После торжественной хиротонии в Троицком соборе Александро- Невской лавры епископ томский отправился в свою епархию и по дороге завернул в родные места. Как описать изумление, охватившее весь городок, неумолчные разговоры в купеческих домах, мещанской слободке, присутственных местах и во всех пяти церковных приходах, почтительнейшее внимание горожан на архиерейской службе в битком набитом соборе, умиление и восторг, охватившие их при произнесении владыкой Афанасием прочувствованного слова и при виде слез, невольно истекших из глаз архиерея?.. Бабы во все глаза смотрели на архиерейскую мать, а приодегая нарядно Елена Семеновна одно шептала: «Слава Тебе, Господи!..»
Глава 2
ГОД 1847
Длинна или коротка жизнь человеческая, но случаются в ней года рубежные, когда вдруг выступает на поверхность еще вчера неясное, когда с очевидностью определяется будущее, и ладно бы одного человека, но — страны, народа; когда завязываются узлы и узелки, которые долго еще будут распутывать будущие поколения.

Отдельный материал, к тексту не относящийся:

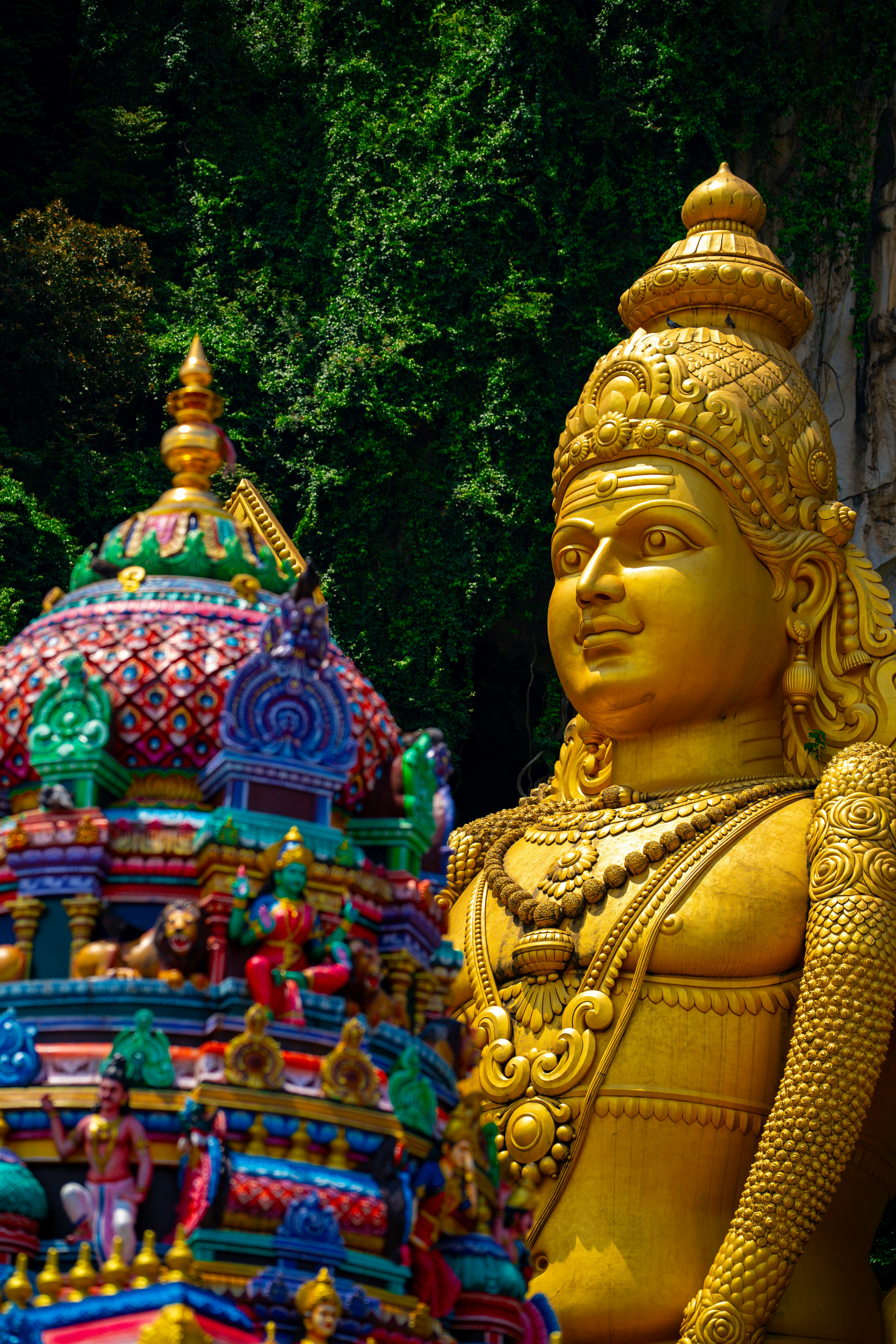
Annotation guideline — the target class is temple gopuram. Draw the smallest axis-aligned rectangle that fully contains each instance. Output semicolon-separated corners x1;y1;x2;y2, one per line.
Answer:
0;339;556;1344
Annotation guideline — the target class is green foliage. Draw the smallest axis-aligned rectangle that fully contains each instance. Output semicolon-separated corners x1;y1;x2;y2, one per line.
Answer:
0;202;163;542
0;468;78;644
0;0;896;785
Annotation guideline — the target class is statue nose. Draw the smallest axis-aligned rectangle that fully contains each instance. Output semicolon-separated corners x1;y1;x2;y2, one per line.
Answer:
575;548;626;606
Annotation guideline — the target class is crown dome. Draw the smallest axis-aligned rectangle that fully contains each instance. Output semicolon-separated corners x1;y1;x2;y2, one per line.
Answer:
681;163;766;237
71;336;296;593
619;163;814;350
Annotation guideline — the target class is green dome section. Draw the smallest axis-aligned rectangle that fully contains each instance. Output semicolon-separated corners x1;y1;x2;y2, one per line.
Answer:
71;496;297;593
71;336;298;593
0;1148;47;1223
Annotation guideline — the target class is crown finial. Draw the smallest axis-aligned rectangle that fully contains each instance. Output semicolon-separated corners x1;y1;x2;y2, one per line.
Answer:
681;163;766;238
177;335;212;387
161;336;232;492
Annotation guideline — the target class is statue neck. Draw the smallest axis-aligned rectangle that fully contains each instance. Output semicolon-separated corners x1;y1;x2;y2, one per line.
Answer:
611;696;786;793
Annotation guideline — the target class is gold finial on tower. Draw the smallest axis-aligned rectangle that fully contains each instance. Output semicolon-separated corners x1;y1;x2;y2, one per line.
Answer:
130;1228;161;1288
34;1246;62;1306
99;1236;130;1297
682;163;766;236
178;336;214;396
619;163;813;350
69;1242;99;1302
158;336;227;504
3;1251;34;1310
164;1223;193;1284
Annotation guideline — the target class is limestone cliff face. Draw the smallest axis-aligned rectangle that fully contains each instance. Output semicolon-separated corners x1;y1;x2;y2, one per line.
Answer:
794;103;896;593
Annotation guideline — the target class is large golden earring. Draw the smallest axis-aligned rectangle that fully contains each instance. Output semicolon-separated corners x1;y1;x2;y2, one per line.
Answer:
782;620;818;714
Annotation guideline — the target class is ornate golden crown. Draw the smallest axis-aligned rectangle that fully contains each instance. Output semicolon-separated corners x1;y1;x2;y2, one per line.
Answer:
553;164;856;546
296;1266;343;1316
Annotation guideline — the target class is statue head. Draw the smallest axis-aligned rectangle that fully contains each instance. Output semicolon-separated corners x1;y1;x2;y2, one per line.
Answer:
548;164;896;794
97;1052;128;1116
262;826;314;900
296;1267;343;1344
154;900;204;969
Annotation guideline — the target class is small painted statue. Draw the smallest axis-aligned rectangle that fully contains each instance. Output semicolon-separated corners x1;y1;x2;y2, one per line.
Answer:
296;1267;343;1344
228;826;352;1026
410;1112;478;1317
74;900;208;989
40;1055;153;1263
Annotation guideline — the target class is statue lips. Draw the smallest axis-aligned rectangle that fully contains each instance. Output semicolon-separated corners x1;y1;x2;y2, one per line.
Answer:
575;616;644;652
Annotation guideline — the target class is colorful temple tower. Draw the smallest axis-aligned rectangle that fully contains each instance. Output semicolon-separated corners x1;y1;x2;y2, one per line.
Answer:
0;339;555;1344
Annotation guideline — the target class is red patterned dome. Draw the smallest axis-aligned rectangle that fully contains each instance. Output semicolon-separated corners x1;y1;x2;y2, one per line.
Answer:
0;575;399;804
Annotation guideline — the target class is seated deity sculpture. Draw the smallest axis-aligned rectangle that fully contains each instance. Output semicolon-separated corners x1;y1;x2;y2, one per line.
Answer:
228;826;352;1024
447;164;896;1344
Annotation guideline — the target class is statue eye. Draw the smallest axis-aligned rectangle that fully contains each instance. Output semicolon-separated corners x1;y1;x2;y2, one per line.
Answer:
641;527;693;556
557;546;584;574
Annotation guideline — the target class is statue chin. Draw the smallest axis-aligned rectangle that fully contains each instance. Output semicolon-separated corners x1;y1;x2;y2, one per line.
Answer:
442;164;896;1344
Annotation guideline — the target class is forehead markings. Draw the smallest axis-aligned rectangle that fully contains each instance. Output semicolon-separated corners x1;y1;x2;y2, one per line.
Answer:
617;500;719;532
557;465;676;527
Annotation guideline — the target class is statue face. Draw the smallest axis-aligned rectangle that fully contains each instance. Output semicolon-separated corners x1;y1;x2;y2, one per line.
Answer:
97;1078;128;1112
548;456;791;739
309;1302;337;1339
274;861;308;899
165;910;199;956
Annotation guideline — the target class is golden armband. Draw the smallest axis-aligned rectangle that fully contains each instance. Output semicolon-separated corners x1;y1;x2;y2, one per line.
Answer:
681;742;896;1344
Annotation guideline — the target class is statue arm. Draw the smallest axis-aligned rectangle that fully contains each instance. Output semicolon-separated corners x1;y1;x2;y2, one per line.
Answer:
682;743;896;1344
129;1116;153;1204
227;864;258;948
40;1095;85;1161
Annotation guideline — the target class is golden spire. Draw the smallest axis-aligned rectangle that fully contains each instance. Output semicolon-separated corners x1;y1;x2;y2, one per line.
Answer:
156;336;227;508
99;1236;130;1297
619;163;813;350
3;1251;34;1308
178;333;214;387
34;1246;62;1306
69;1242;99;1302
164;1223;193;1284
682;163;766;236
130;1228;161;1288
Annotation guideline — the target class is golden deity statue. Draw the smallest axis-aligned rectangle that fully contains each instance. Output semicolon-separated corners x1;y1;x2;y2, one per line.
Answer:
445;164;896;1344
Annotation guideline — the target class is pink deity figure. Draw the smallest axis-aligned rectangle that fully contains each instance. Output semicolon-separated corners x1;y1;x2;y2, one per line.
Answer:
40;1055;152;1263
228;826;352;1026
410;1103;478;1317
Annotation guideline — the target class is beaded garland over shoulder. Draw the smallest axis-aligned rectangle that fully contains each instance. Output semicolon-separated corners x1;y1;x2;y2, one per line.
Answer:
441;776;806;929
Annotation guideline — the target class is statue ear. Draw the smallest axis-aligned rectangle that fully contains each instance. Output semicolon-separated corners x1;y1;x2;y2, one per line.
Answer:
787;548;838;640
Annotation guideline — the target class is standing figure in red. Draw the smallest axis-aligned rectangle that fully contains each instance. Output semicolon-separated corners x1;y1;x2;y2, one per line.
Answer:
40;1055;152;1265
228;826;352;1026
410;1107;478;1317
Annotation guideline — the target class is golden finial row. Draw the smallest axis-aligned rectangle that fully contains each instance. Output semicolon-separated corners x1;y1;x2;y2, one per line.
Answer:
0;1223;193;1312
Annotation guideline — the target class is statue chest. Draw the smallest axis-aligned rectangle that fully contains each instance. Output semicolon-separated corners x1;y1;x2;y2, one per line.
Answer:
485;797;811;985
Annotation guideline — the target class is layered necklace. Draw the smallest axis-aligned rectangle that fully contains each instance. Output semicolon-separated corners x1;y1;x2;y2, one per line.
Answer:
445;776;814;929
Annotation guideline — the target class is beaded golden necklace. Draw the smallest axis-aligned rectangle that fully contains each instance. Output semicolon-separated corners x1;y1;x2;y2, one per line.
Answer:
445;776;807;929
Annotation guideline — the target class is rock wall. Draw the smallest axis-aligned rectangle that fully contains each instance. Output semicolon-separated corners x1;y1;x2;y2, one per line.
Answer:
782;93;896;593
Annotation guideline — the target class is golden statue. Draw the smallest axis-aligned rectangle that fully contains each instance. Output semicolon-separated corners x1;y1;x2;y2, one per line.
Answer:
446;164;896;1344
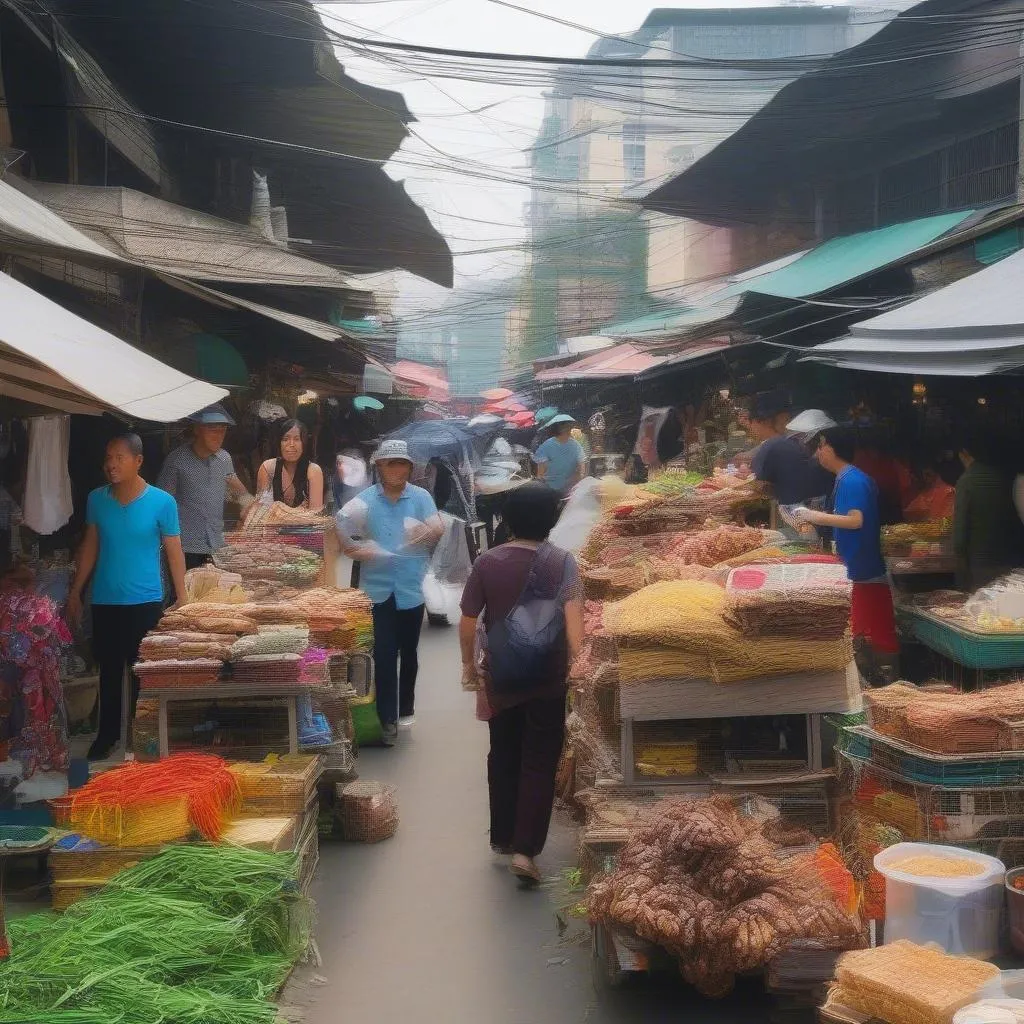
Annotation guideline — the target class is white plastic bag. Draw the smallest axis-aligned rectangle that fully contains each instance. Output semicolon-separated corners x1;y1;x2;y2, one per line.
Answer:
23;416;74;537
549;476;601;555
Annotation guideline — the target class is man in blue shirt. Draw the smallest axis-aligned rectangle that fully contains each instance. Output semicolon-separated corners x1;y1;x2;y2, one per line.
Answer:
534;414;587;497
800;427;899;684
67;434;185;761
337;440;443;745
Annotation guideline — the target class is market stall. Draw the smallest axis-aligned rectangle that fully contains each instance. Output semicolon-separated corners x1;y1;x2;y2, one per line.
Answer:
562;473;865;994
0;274;226;824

Немногие личности
оказываются на вершине рубежных событий, но еще меньшее число понимает потаенную до времени суть их.
12 февраля 1847 года, в среду второй недели Великого поста митрополит Филарет произносил проповедь в память святителя Алексия. Михайловская церковь Чудова монастыря, как и обычно, была наполнена молящимися. Когда иподиакон поставил на амвон крытый пеленою аналой и из алтаря вышел митрополит, вся людская масса разом придвинулась ближе.